I think for this specific one, it was when there needed to be a word for gay people to recognise each other, but without saying what they were in a flagrant way since it wasn't accepted. "Gay", having another, positive meaning, was a great euphemism.
It ended up staying because when people define themselves in a specific way, it makes sense to use that same meaning when talking about them.
Ton-it seems to me that this would promote the idea that if someone says that they are polyamorous-then they are and trying to rename them for your (general your-not you specifically) own comfort of definition is pointless...
I'm more curious as how it ended up meaning "lame" to some people (like, "that book is so gay" or things like that).
Yet another great question. I'd LOVE to hear that one explained in a point-ful manner.What I mean is-someone explain how that was a productive change in the COMMON understanding of the meaning of the word.
I'm pretty sure these two were supposed to be the same thing. In other words, if you were unmarried, you had never had sexual intercourse. So it makes a lot of sense, when the two became separate things, that they each had their own word.
Except that they definitely were not the same. Virgin in the time of Rome meant unwed-it did not mean you hadn't had sex.
But virgin now quite definitely means that you haven't had sex and its meaning has nothing to do with if you were or were not married.

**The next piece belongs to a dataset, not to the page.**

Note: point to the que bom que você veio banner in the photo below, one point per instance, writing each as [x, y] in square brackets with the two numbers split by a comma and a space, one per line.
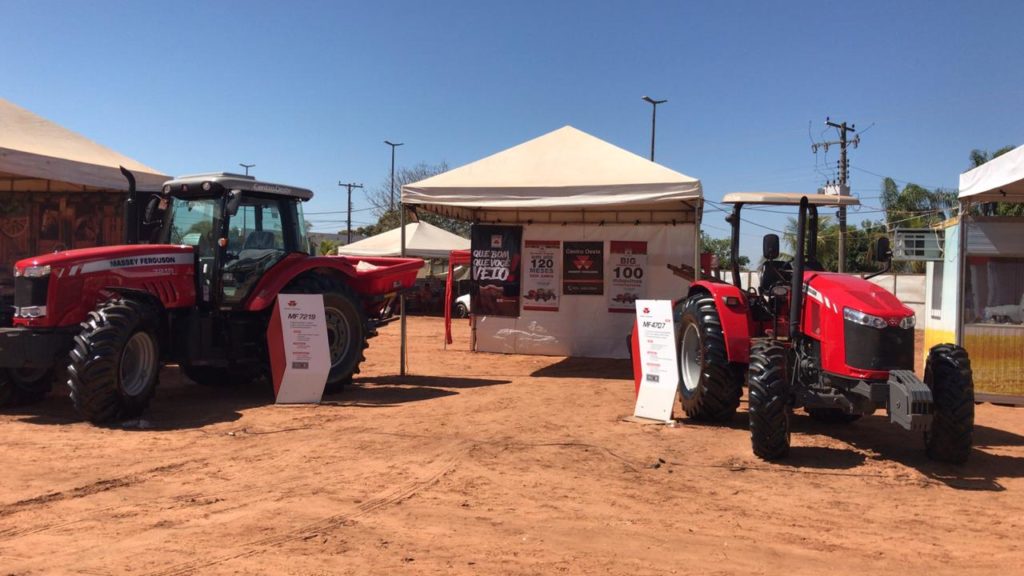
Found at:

But yeah, language evolves, it's useless trying to control it. What matters is using the words in such a way that other people understand you. If you're the only person who understands what you're saying, you fail at communication.
I agree, very much so.
Unfortunately this is a HUGE issue in relationships-any type of relationships. We all have such different histories and our life experience impacts what we think a word means. This crops up all of the time in day to day life-but even more so on here where so many of us are from different places too. The words that have common meaning where I live-aren't the same words with that common meaning where RP lives for example. And the words that mean one thing here, mean something totally different there.
So we all have to be VERY certain that we understand and accept that it IS different in different places, in different circumstances and we need to allow people the grace to be real in whatever way is "right" where they are in life-not by trying to make them fit our definition.